II. SUR LE MONTANT DE L’ARRIÉRÉ LOCATIF :
La Commune de [Localité 7] produit un décompte démontrant que Madame [E] [S] reste lui devoir, après soustraction des frais de poursuite, la somme de 5.994,79 euros à la date du 17 février 2025.
Malgré la demande formulée en cours de délibéré, cette créance n’a pas été actualisée alors que Madame [E] [S] n’aurait pas repris el paiement du loyer courant, au mépris des obligations résultant de la procédure de surendettement.
Madame [E] [S] ne conteste ni le principe ni le montant de la dette.
Elle sera donc condamnée à verser à la Commune de [Localité 7] cette somme de 5.994,79 euros, avec les intérêts au taux légal à compter de la présente décision.
4
III. SUR LES DOMMAGES ET INTERETS :
Selon l’article 1240 du Code civil, tout fait quelconque de l’homme qui cause à autrui un dommage oblige celui par la faute duquel il est arrivé à le réparer.
En l’espèce, Madame [E] [S] est durablement défaillante dans le règlement de son loyer. Si elle bénéficie d’une procédure de surendettement faisant échec à la procédure d’expulsion, elle ne conteste pas ne pas avoir repris le paiement de son loyer courant, même partiellement et a refusé les propositions de relogement alors que le loyer actuel n’est pas adapté à sa situation.

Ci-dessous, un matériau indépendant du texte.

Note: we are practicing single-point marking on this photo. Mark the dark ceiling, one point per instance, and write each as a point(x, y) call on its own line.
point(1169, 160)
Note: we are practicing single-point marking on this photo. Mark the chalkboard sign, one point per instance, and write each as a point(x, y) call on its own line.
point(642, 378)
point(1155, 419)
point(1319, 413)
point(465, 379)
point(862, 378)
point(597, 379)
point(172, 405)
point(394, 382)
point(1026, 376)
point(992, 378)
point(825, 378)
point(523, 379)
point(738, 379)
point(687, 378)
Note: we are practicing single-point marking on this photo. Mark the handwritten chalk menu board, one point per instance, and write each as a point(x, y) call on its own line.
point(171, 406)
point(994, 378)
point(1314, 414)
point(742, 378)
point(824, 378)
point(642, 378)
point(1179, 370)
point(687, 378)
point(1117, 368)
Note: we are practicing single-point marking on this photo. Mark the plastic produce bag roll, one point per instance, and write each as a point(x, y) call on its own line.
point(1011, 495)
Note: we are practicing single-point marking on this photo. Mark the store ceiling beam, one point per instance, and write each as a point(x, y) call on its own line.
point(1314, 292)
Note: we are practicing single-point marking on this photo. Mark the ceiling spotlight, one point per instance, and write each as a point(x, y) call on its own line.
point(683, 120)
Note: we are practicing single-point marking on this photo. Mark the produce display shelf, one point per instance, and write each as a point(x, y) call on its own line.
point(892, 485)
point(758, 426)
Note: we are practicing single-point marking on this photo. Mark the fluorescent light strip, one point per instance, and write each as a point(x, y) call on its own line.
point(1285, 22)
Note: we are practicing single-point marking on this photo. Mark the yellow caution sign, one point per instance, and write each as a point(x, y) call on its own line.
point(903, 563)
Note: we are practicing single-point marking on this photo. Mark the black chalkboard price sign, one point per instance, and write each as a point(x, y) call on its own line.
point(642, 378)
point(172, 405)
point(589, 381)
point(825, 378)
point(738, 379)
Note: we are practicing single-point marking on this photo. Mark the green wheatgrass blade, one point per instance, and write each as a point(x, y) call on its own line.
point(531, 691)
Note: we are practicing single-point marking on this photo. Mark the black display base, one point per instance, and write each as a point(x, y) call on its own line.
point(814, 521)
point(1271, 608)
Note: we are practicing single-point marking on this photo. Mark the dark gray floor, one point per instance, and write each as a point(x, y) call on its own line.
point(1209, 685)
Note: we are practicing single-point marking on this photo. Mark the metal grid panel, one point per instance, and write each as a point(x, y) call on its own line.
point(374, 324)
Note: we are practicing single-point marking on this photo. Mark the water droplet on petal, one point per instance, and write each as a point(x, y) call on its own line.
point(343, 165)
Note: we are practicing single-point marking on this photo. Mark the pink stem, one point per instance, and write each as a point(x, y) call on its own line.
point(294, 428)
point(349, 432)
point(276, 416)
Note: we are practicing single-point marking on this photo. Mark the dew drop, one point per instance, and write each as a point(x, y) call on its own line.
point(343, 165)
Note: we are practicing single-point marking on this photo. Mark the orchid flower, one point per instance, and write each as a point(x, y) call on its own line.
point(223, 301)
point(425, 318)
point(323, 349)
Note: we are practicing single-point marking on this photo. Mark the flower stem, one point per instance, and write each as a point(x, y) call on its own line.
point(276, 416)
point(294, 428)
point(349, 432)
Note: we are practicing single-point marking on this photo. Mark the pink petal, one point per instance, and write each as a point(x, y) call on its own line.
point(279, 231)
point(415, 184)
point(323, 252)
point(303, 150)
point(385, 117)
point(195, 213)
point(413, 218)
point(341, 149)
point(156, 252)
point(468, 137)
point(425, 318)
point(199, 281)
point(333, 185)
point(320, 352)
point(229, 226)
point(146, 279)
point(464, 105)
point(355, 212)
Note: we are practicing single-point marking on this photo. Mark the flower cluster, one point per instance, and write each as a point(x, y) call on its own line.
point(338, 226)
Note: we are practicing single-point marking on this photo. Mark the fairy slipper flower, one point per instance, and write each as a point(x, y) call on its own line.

Elle sera en conséquence condamnée à payer à la Commune de [Localité 7] la somme de 150 euros à titre de dommages et intérêts pour résistance abusive et injustifiée.
IV. SUR LES DEMANDES ACCESSOIRES :
Madame [E] [S], partie perdante, supportera la charge des dépens, qui comprendront notamment le coût du commandement de payer et de sa dénonciation à la Commission de Coordination des Actions de Prévention des Expulsions et le coût de l’assignation mais non de sa notification à la préfecture, le bailleur ayant eu connaissance avant l’introduction de l’instance de la décision de recevabilité pendant le délai du commandement de payer et paralysant les effets de celui-ci.
Compte tenu des démarches judiciaires qu’a dû accomplir la Commune de [Localité 7], elle sera également condamnée à lui verser une somme de 250 euros au titre de l’article 700 du code de procédure civile.
PAR CES MOTIFS,
Le tribunal judiciaire, statuant par jugement contradictoire, rendu en premier ressort et mis à la disposition des parties au greffe ;
CONSTATE la recevabilité des demandes de la Commune de [Localité 7] ;
CONSTATE que les conditions d’acquisition de la clause résolutoire figurant au bail conclu le 22 février 2011 entre la Commune de [Localité 7] et Madame [E] [S] ne sont pas réunies;
DEBOUTE la Commune de [Localité 7] de sa demande de constat de résolution du bail et de sa demande d’expulsion;
CONDAMNE Madame [E] [S] à verser à la Commune de [Localité 7] la somme de 5.994,79 euros (décompte arrêté au 17 février 2025), avec les intérêts au taux légal à compter de la présente décision ;
CONDAMNE Madame [E] [S] à verser à la Commune de [Localité 7] la somme de 150 euros à titre de dommages et intérêts;
CONDAMNE Madame [E] [S] aux dépens, qui comprendront notamment le coût du commandement de payer et de sa dénonciation à la Commission de Coordination des Actions de Prévention des Expulsions, le coût de l’assignation mais non de sa notification à la préfecture ;
CONDAMNE Madame [E] [S] à verser à la Commune de [Localité 7] une somme de 250 euros au titre de l’article 700 du code de procédure civile ;
DIT que la présente décision sera transmise par les soins du greffe au préfet de la Somme.
Ainsi jugé les jour, mois et an susdits.